At the same time he became aware of the potential danger of the far-right candidate. In this sense old people keeping memories from internment camps seem to understand well the danger of the populism promoted by the Front National in the last presidential election. Interviewed by Al Jazeera, Raymond Gureme, a Romani survivor of the Second World War and French internment camps, alerts society about the danger of giving power to far-right parties. For Gureme, having a far-right president “will lead to a civil war”. “A lot of people don't understand that,” he adds.
Young people, victims of the high unemployment rate in the country, seem to have followed a different logic during the recent election. Unemployed or ambulant traders with low incomes Traveller youth seem to be directly concerned by Macron’s program and its changes in the system of financial assistance and allowances. In this case Le Pen appears to be a “good choice” for young people giving them false hope with a populist message.
A 19-year-old Traveller man from Colombes, voting for the first time, said he intended to vote for Le Pen, as the independent candidate Macron, “wants to repeal the RSA (revenue de solidarité active)”. The young unemployed man, beneficiary of this type of aid, was ready to vote for the far-right candidate because he had not followed the candidates’ campaign and did not have enough information about the strategies proposed by each candidate.
The lack of disaggregated data collection does not allow us to know how many Travellers voted in the presidential elections on 7 May and if they follow the same logic as this young man.

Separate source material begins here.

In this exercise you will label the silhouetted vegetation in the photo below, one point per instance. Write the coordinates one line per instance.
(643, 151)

Another issue that has risen is the lack of knowledge about the French administrative system and Travellers’ rights, in particular. Johana, a Roma woman living on a halting site in Montreuil said she was able to get her voter registration card and could vote because she knew about the impact of the Constitutional council’s decision about the Travellers’ vote and she was informed about the documents required for making a formal request for her card. Johana said she had got this information by employees in the city hall of Montreuil and she was able to provide the requested documents.
She decided to keep secret her preferred candidate in the second round, but said she had voted according to the candidate’s program which seems to be more beneficial for the Travellers. This 37-year-old woman stated that only a few inhabitants of her halting area were able to get their voter registration cards because some of them did not know that they needed to make a formal request for them. This confusion was observed also in Colombes, where another Traveller woman said she couldn’t vote because “she did not have a voter registration card” and she did not know how to get it.

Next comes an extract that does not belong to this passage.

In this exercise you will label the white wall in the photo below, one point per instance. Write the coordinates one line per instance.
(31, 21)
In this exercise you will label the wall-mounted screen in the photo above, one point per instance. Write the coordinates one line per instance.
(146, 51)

Being isolated for years from other citizens, Roma nationals still cannot find their place in mainstream society in France and become an integral part of French political life. Lack of knowledge about the political parties and candidates in the presidential elections is still observed in 2017. Living in halting areas isolated from other citizens, often far from French neighbourhoods, Travellers have limited social contacts with other populations.

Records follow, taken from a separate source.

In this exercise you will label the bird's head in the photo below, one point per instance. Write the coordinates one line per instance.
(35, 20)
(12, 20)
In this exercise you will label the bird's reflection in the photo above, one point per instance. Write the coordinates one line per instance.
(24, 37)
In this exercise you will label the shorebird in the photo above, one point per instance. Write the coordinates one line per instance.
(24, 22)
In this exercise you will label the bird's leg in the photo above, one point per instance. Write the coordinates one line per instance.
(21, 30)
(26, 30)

In the beginning of 2017 a new legislation was adopted abrogating the law of 6 July 1969. As a consequence the law n° 2017-86 relative on equality and citizenship makes significant changes in the administrative situation of Travellers. This law repeals the “Travellers booklet” and gives them more freedom by removing the discriminatory obligation to present themselves at a Police office at least once per year. According Stéfano Réga, legal officer working for Travellers’ grassroots organisation ASAV this law is a step forward for Travellers to access their rights as any other French citizens.
However, this new legislation does not bring any significant changes to facilitate the inclusion of Travellers in the French society, nor does it challenge the stereotypical perception of Roma communities, still kept on the bottom of the social ladder.